InterMine Integration Primary Key Configuration
This document describes the configuration used by the InterMine system's Integration to identify objects that are identical to each other. Two objects are deemed to be identical if they have matching fields for at least one primary key used for the class of object. Primary keys are defined in a global file called "<name of model>_keyDefs.properties" which must be in the classpath.
Not all data sources will contain sufficient data for all of the primary keys, so each data source needs an additional configuration file defining which primary keys should be used when integrating data. These files should be in the resources directory of the data source, and should be called "<name of data source>_keys.properties".

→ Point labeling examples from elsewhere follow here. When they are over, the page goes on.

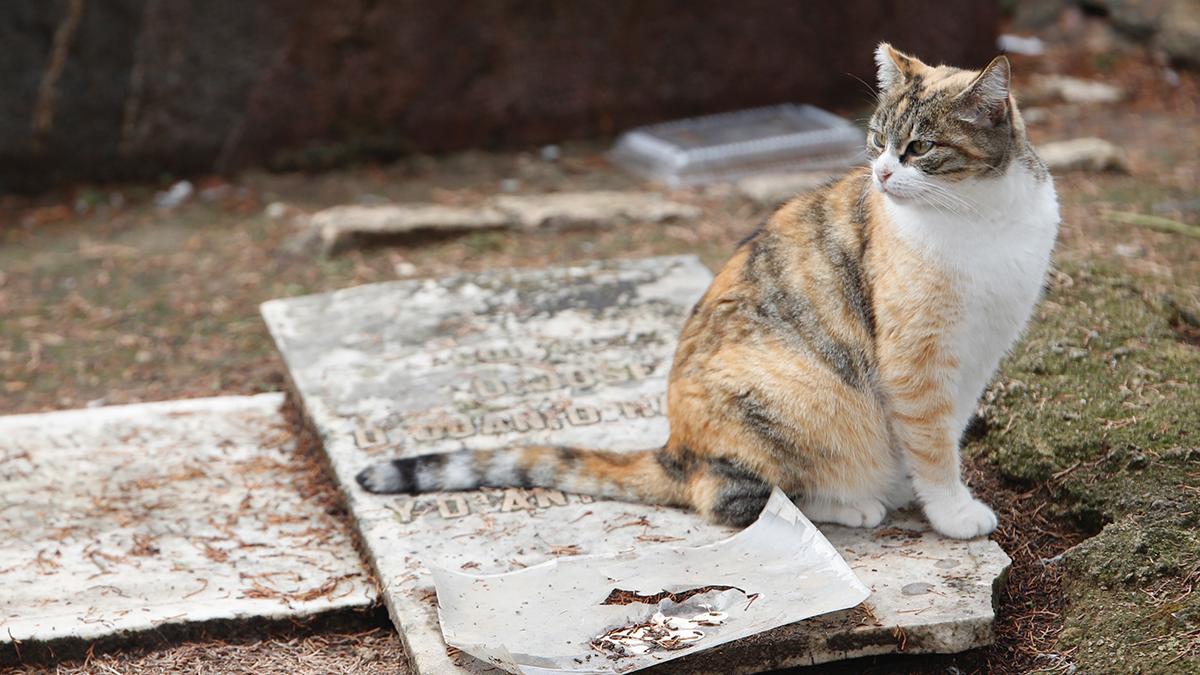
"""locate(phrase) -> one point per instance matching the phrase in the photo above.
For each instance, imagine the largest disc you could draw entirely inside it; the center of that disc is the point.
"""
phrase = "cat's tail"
(645, 476)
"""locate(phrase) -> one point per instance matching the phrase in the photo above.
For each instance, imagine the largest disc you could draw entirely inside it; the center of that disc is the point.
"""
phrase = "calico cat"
(841, 351)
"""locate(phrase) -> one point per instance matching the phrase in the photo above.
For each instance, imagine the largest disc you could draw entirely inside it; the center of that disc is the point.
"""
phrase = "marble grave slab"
(570, 356)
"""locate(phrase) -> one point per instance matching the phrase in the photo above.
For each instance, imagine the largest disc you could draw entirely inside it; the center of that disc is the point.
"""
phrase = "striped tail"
(643, 476)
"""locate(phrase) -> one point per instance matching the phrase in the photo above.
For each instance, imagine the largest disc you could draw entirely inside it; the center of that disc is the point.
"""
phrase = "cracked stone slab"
(601, 207)
(571, 356)
(129, 518)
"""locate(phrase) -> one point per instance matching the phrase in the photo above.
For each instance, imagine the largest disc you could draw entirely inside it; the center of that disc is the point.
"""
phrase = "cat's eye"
(918, 148)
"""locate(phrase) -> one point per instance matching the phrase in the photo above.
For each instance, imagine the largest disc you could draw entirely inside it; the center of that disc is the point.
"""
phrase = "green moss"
(1102, 402)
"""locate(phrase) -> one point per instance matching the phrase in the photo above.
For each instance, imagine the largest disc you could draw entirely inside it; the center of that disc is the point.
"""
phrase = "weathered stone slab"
(1044, 88)
(1084, 154)
(340, 226)
(601, 207)
(129, 518)
(573, 356)
(774, 189)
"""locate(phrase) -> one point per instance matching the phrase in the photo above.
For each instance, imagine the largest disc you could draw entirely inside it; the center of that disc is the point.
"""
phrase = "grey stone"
(127, 518)
(570, 209)
(773, 189)
(580, 357)
(339, 226)
(1084, 154)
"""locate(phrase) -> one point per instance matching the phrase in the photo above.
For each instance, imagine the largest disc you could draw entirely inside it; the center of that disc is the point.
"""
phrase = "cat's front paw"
(963, 518)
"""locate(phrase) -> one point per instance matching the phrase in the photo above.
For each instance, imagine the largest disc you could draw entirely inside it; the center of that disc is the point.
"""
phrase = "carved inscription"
(450, 506)
(432, 426)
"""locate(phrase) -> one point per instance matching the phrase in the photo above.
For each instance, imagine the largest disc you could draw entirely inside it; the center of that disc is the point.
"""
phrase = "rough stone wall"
(101, 89)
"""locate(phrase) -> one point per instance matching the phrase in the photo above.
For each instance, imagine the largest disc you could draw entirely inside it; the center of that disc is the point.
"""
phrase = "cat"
(841, 351)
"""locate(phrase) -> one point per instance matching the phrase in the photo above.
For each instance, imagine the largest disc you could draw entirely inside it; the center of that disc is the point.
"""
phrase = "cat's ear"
(894, 67)
(984, 102)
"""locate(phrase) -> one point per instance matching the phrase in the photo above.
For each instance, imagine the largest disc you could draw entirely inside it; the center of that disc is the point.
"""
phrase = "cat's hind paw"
(867, 512)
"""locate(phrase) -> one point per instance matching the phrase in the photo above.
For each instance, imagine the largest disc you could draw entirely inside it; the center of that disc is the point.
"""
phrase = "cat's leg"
(864, 512)
(924, 428)
(937, 481)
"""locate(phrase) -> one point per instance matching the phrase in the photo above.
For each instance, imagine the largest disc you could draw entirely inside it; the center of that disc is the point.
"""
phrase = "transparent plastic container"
(731, 145)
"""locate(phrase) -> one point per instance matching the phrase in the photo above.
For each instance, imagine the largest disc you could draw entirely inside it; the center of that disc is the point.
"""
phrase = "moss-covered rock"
(1102, 404)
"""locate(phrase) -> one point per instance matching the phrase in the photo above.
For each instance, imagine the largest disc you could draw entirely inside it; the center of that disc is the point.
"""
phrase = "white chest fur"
(995, 249)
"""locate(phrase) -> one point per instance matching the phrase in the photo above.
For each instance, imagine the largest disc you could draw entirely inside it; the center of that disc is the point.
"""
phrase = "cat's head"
(939, 125)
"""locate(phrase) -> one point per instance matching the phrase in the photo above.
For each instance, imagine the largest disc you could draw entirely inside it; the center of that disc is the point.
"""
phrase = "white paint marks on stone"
(127, 518)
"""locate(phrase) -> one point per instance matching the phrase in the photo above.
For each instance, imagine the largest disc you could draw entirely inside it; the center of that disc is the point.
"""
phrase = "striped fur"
(839, 352)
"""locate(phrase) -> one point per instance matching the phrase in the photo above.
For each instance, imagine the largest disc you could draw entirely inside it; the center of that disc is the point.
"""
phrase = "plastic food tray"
(724, 147)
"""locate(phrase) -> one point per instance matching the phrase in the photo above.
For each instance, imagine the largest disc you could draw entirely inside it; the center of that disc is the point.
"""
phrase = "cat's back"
(795, 291)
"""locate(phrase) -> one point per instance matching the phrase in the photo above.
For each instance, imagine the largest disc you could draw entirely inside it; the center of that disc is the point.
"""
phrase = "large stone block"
(129, 518)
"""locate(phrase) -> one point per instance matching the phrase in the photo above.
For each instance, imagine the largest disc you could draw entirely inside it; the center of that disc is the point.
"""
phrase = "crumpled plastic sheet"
(545, 619)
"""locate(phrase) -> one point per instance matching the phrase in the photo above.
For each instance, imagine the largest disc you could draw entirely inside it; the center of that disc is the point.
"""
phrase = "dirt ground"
(107, 299)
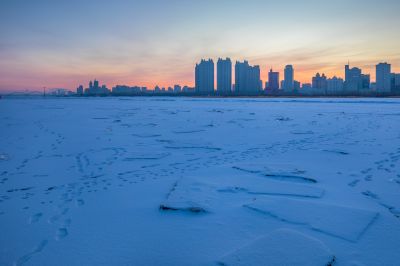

Global primary key configuration file
This file is a Java properties file, so all the data is in form of single lines, of the form "property name = property value". A line is a comment if it begins with a hash character, and blank lines may be present. This file defines a set of primary keys by name for each class. Defining a primary key on a class makes it apply to all the subclasses too. This file should be created in <mine>/dbmodel/resources.
To define a primary key, enter a line in the following form:
Classname.primary_key_name = field1, field2
This line means that the class "Classname" and all its subclasses have a primary key called "primary_key_name" that matches two objects if the values of both of the fields "field1" and "field2" are identical. Only attributes and references can be used as fields in a primary key, not collections.
Here is a short example of the configuration file. The configuration file we use for the FlyMine system is a good example.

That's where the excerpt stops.